This week, the OWCN management team and member organization International Bird Rescue are pleased to host the Global Oiled Wildlife Response System (GOWRS) for a series of meetings, activities and planning.
A collaborative project comprising 11 partner organizations, GOWRS is working to raise the level of oiled wildlife readiness and response and care worldwide. Among its objectives: develop a governance system for the notification and mobilization of international wildlife response resources during large oil spills and establish international standards of animal care. GOWRS also aims to help build or expand response networks in regions that don’t have the capacity to respond to animals in distress.
Facilitated by the Sea Alarm Foundation (Belgium), GOWRS meets twice a year in alternating locations. This was the project’s first visit to California. In addition to SAF, OWCN and IBR leadership, attendees included representatives from Massey University (New Zealand), RSPCA (UK), Aiuka (Brazil), Focus Wildlife (WA state and Canada), PRO Bird (Germany), SANCCOB (South Africa), Tri-State Bird Rescue (Delaware) and WRCO (Belgium).
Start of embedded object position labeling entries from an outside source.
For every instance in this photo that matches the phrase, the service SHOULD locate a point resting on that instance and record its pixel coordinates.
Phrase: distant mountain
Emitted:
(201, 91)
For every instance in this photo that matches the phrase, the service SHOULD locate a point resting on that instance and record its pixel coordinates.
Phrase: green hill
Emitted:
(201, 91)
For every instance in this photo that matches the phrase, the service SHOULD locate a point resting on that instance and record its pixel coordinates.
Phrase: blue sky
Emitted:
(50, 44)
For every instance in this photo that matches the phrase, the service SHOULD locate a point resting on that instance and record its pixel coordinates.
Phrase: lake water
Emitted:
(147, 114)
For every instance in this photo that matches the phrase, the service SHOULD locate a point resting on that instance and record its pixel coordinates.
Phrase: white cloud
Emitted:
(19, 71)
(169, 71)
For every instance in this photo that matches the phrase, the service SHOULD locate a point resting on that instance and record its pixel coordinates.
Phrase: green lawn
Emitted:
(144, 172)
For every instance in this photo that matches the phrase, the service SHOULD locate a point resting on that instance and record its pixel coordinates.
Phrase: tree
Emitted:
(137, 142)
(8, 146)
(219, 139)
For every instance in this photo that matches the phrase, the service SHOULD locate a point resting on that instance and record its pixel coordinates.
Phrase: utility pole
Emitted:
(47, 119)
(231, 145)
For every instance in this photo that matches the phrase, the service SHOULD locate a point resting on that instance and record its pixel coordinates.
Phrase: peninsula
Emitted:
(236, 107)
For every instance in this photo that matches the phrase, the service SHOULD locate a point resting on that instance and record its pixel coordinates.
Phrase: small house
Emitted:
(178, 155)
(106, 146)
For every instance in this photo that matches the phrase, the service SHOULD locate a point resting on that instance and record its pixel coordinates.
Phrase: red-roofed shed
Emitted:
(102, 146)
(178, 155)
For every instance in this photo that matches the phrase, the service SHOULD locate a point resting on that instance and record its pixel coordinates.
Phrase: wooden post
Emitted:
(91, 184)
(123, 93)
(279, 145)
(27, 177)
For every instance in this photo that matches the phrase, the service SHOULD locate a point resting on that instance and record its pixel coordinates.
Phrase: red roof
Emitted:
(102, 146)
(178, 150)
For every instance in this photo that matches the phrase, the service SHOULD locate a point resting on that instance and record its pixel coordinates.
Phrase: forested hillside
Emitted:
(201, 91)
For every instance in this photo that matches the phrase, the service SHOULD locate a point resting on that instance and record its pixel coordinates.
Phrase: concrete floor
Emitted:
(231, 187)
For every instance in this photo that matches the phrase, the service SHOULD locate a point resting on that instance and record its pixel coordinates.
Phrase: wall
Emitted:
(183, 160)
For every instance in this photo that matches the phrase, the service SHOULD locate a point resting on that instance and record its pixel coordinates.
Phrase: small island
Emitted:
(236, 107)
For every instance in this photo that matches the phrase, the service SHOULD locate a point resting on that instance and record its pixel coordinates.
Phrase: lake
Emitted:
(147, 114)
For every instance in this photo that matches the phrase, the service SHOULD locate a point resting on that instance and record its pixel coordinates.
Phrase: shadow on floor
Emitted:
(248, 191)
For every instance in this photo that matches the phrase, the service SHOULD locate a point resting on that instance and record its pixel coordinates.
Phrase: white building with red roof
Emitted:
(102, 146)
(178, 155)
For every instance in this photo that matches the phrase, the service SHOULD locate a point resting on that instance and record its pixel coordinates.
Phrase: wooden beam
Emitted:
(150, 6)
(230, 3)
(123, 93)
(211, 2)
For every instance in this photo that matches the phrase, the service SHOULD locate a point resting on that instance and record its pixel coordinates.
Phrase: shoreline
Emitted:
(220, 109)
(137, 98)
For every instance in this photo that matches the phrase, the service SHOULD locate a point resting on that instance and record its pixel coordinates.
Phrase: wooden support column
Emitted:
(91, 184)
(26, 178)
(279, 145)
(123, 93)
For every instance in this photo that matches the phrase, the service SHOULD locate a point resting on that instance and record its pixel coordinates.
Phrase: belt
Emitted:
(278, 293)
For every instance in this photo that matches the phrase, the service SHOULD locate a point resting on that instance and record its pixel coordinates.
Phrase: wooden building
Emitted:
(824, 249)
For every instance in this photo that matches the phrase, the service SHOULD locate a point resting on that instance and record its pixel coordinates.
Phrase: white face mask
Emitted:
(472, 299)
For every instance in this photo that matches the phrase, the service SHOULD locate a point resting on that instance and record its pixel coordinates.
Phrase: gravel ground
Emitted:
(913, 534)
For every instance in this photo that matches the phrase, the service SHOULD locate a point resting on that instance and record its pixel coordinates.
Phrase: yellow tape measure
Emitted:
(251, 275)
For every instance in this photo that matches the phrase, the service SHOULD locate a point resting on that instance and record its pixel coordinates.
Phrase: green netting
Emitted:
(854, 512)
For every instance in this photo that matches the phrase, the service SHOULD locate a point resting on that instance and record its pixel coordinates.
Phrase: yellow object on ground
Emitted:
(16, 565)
“This is an entity that brings in new ideas from all around the world,” said Curt Clumpner, OWCN deputy director of animal care operations. “Learning how one another’s organizations approach different kinds of problems and care for different species makes us all stronger as a global response system and as individual organizations.”
Among the week’s agenda items: discussion of governance issues critical to efficient emergency response built on trust and teamwork, tabletop readiness exercises for spill scenarios occurring in Malaysia, Denmark and Kazakhstan, meeting OWCN management and IBR staff, and taking tours of the OWCN “boneyard’ equipment facility and the San Francisco Bay Oiled Wildlife Care and Education Center managed by IBR. Chevron and ExxonMobil representatives from GOWR’s Industry Advisory Group will join meetings on Friday.
As you might imagine, many of the representatives are fanatical birders. So fittingly, the visit will come to a close with a pelagic birding trip out of Half Moon Bay, a small coastal city about 25 miles south of San Francisco. GOWRS will meet next in the fall.